Actor/filmmaker John Krasinski has kept audiences guessing and made quite the transformation over the years. Starting out as the nebbish, mild-mannered Jim Halpert on “The Office,”over the years, Krasinski has evolved into a screenwriter (“The Promised Land,” co-written with Matt Damon), a writer/director of comedy and drama (“Brief Interviews With Hideous Men,” “The Hollars“) and even beefed up as a tough guy action star (Michael Bay‘s “13 Hours,” and his upcoming turn as the star of “Tom Clancy’s Jack Ryan” for Amazon Prime). Perhaps naturally then, for his latest directorial effort, Krasinski switches gears yet again to craft the horror-ish post-apocalyptic thriller, “A Quiet Place.”

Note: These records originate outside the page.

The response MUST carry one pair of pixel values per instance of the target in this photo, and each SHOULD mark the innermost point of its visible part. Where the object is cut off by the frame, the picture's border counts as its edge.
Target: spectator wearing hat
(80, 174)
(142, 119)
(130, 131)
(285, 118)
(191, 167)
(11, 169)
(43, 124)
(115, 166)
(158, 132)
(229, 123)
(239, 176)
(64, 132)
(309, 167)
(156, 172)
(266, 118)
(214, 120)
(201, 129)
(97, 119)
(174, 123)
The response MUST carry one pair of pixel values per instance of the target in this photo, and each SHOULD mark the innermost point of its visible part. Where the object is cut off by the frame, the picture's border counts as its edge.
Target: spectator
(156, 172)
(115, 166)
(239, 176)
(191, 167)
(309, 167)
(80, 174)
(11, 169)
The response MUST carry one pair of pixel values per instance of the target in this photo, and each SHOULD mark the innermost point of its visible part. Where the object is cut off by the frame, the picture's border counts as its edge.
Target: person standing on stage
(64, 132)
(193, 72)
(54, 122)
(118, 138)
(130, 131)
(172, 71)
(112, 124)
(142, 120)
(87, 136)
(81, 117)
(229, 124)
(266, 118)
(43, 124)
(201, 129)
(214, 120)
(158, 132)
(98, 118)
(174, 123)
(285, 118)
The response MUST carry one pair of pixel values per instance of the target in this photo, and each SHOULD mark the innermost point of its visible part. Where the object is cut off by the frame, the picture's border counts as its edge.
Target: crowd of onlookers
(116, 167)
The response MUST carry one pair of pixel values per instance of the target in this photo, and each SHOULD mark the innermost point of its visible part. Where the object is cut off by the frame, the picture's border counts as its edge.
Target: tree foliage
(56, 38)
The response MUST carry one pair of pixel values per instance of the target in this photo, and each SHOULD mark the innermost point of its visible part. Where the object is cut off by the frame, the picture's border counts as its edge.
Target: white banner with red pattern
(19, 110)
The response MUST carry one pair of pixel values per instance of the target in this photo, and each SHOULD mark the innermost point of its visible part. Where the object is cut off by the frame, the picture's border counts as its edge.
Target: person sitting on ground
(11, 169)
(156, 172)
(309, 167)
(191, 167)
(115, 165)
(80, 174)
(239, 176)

A thrilling, near-silent film that brilliantly toys with the audience’s nerves while deftly avoiding familiar cliches, Krasinski shows a surprisingly assured and suspenseful touch within the horror genre. For a director that has mostly dealt in smaller scale humanism, “A Quiet Place” is impressively cinematic and a brilliantly constructed blend of sight and sound.
Set in an aforementioned post-apocalyptic world, Krasinski also stars alongside his wife Emily Blunt and their two children (Cade Woodward, Millicent Simmonds) forced to live in a world of near-silence so as to not awaken the mysterious monsters roaming around the woods. Using sign language 24/7 as a means to silently communicate, the technique has served them well and allowed the family to survive longer than their dearly departed neighbors.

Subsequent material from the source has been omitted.